# Factorizing a polynomial using complex numbers

1. Nov 23, 2008

### alpha01

x3+4x2+9x+10

finding 1 root and using synthetic division we can factorize to:

(x+2)(x2+2x+5)

using complex numbers to factorize (x2+2x+5) we have (x+1)(x-2i)(x+2i), and so our final solution is:

(x+2)(x+1)(x-2i)(x+2i)

is this correct?

Last edited: Nov 23, 2008
2. Nov 23, 2008

### Staff: Mentor

So far, so good.
It should be obvious that x^2 + 2x + 5 doesn't factor to (x + 1)(x - 2i)(x + 2i). In any case, this is not a calculus question.

3. Nov 23, 2008

### alpha01

i jus started in complex numbers today and thats what i came up with.. if someone could please move the thread to the correct place that would be appreciated..

Mark44, Can you please advise how i should go about finding the solution to that part of the question?

4. Nov 23, 2008

### rock.freak667

For x2+2x+5, how would you find the roots? If they aren't rational, is there a formula you can use?

5. Nov 23, 2008

### alpha01

there is an example in my notes where the quadratic equation has been used for polynomials with no real solutions. Using the same principal here we have:

x = (-2 +- sqrt(-16)) / 2

now, the square root of 16 is 4 so we have

x = (-2 +- 4i)/2
= -1 +- 2i

and thats how i got my roots.

6. Nov 23, 2008

### alpha01

is this not correct?

7. Nov 23, 2008

### LogicalTime

(post corrected)
all the roots you got are correct but the way you reconstructed the polynomial is not:
it should be

f(x)= (x+2)( x-(-1+2i) )( x-(-1-2i) ) (post was initially incorrect, but is now correct)

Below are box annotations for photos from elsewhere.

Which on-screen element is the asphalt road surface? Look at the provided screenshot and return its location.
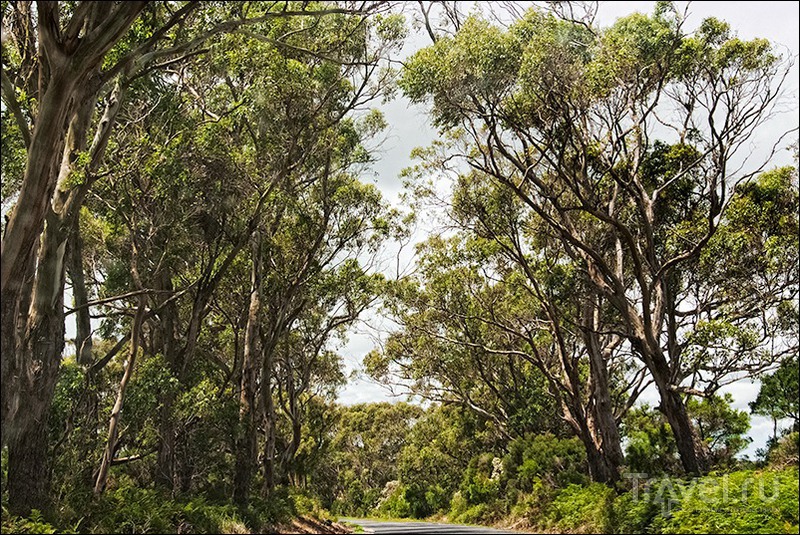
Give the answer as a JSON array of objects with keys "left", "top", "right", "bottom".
[{"left": 339, "top": 518, "right": 519, "bottom": 535}]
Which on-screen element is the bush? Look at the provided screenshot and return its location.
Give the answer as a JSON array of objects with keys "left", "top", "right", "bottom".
[
  {"left": 375, "top": 481, "right": 411, "bottom": 518},
  {"left": 653, "top": 468, "right": 800, "bottom": 533},
  {"left": 2, "top": 507, "right": 66, "bottom": 533},
  {"left": 548, "top": 483, "right": 614, "bottom": 533},
  {"left": 767, "top": 431, "right": 800, "bottom": 469},
  {"left": 503, "top": 434, "right": 588, "bottom": 492}
]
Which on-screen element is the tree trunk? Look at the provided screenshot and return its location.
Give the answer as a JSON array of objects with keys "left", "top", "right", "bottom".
[
  {"left": 94, "top": 294, "right": 147, "bottom": 494},
  {"left": 233, "top": 239, "right": 261, "bottom": 505},
  {"left": 261, "top": 348, "right": 276, "bottom": 497},
  {"left": 4, "top": 286, "right": 64, "bottom": 516},
  {"left": 644, "top": 353, "right": 708, "bottom": 475},
  {"left": 583, "top": 296, "right": 625, "bottom": 483},
  {"left": 67, "top": 217, "right": 92, "bottom": 366}
]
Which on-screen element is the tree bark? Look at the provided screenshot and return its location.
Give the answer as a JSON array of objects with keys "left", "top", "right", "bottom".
[
  {"left": 94, "top": 294, "right": 147, "bottom": 494},
  {"left": 583, "top": 295, "right": 625, "bottom": 483},
  {"left": 261, "top": 348, "right": 276, "bottom": 497},
  {"left": 233, "top": 234, "right": 261, "bottom": 505},
  {"left": 67, "top": 217, "right": 92, "bottom": 366}
]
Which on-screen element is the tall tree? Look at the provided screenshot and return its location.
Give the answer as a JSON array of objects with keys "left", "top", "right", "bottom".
[{"left": 402, "top": 2, "right": 788, "bottom": 473}]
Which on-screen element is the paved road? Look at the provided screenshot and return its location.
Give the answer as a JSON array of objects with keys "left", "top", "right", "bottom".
[{"left": 339, "top": 518, "right": 519, "bottom": 535}]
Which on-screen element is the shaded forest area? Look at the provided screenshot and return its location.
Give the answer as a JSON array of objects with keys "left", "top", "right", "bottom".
[{"left": 0, "top": 1, "right": 800, "bottom": 533}]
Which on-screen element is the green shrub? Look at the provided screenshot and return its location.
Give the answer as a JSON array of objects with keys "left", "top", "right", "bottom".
[
  {"left": 547, "top": 483, "right": 614, "bottom": 533},
  {"left": 503, "top": 434, "right": 588, "bottom": 492},
  {"left": 2, "top": 507, "right": 65, "bottom": 533},
  {"left": 653, "top": 467, "right": 800, "bottom": 533},
  {"left": 767, "top": 431, "right": 800, "bottom": 468},
  {"left": 375, "top": 481, "right": 411, "bottom": 518}
]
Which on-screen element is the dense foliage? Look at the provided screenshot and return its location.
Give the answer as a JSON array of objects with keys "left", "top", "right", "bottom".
[{"left": 0, "top": 1, "right": 800, "bottom": 533}]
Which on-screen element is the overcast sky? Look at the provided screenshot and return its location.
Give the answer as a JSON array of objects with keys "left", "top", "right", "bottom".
[{"left": 339, "top": 1, "right": 800, "bottom": 457}]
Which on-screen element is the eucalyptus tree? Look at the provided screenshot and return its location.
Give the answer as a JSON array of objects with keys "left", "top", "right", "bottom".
[
  {"left": 0, "top": 2, "right": 394, "bottom": 513},
  {"left": 402, "top": 2, "right": 788, "bottom": 472}
]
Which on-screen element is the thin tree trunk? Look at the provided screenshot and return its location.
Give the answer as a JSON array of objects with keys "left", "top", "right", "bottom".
[
  {"left": 645, "top": 348, "right": 708, "bottom": 474},
  {"left": 94, "top": 294, "right": 147, "bottom": 494},
  {"left": 583, "top": 295, "right": 625, "bottom": 482},
  {"left": 67, "top": 217, "right": 92, "bottom": 366},
  {"left": 233, "top": 234, "right": 261, "bottom": 504},
  {"left": 261, "top": 347, "right": 276, "bottom": 497}
]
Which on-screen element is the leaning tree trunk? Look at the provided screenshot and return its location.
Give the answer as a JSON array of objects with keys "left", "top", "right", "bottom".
[
  {"left": 233, "top": 234, "right": 261, "bottom": 504},
  {"left": 583, "top": 295, "right": 625, "bottom": 483},
  {"left": 645, "top": 346, "right": 708, "bottom": 474},
  {"left": 261, "top": 347, "right": 276, "bottom": 496},
  {"left": 3, "top": 234, "right": 64, "bottom": 516},
  {"left": 94, "top": 294, "right": 147, "bottom": 494}
]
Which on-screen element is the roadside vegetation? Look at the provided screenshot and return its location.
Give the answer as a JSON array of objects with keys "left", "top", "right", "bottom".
[{"left": 0, "top": 1, "right": 800, "bottom": 533}]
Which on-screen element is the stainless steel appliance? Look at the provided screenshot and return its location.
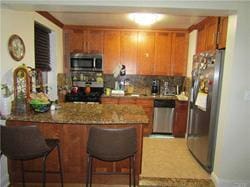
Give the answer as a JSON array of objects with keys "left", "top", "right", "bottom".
[
  {"left": 70, "top": 53, "right": 103, "bottom": 71},
  {"left": 153, "top": 99, "right": 175, "bottom": 133},
  {"left": 187, "top": 50, "right": 224, "bottom": 172},
  {"left": 151, "top": 80, "right": 160, "bottom": 95}
]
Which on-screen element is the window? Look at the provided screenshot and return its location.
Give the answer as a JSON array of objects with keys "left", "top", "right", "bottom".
[{"left": 35, "top": 23, "right": 51, "bottom": 93}]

notice that x only appears 3 times, which is the same as the degree of the polynomial, this will always be true

lemme know if you have any other questions

Last edited: Nov 23, 2008
8. Nov 23, 2008

### alpha01

thank you logicalTime. It makes perfect sense now.

9. Nov 23, 2008

### alpha01

actually.. i just noticed something when i actually went back and wrote it... shouldnt it really be (x+(1-2i))(x+(1+2i))? because x = - 1 is x + 1 = 0 for both solutions so the only thing that should change in the outcomes is the sign in front of the 2i

why does one of the factors in your solution have x - 1?

10. Nov 23, 2008

### LogicalTime

(post corrected)
whoops, I messed up since the roots are -2, -1-2i, -1+2i then reconstructing the polynomial is:

f(x)= (x+2)(x-(-1-2i))(x-(-1+2i))

so when you plug in a root, one of the terms becomes zero making the whole thing equal to zero

should be correct now, sry bout that

Last edited: Nov 23, 2008
11. Nov 23, 2008

### alpha01

actually i have x=-1 so should be (x+(1-2i))(x+(1+2i))... not (x-(1-2i))(x-(1+2i))

Last edited: Nov 23, 2008
12. Nov 23, 2008

### LogicalTime

agh, it's late and I'm being sloppy, time for bed
I corrected my previous mistakes they are a little different format from yours, just because I like to make it obvious that plugging in the root leads to zero.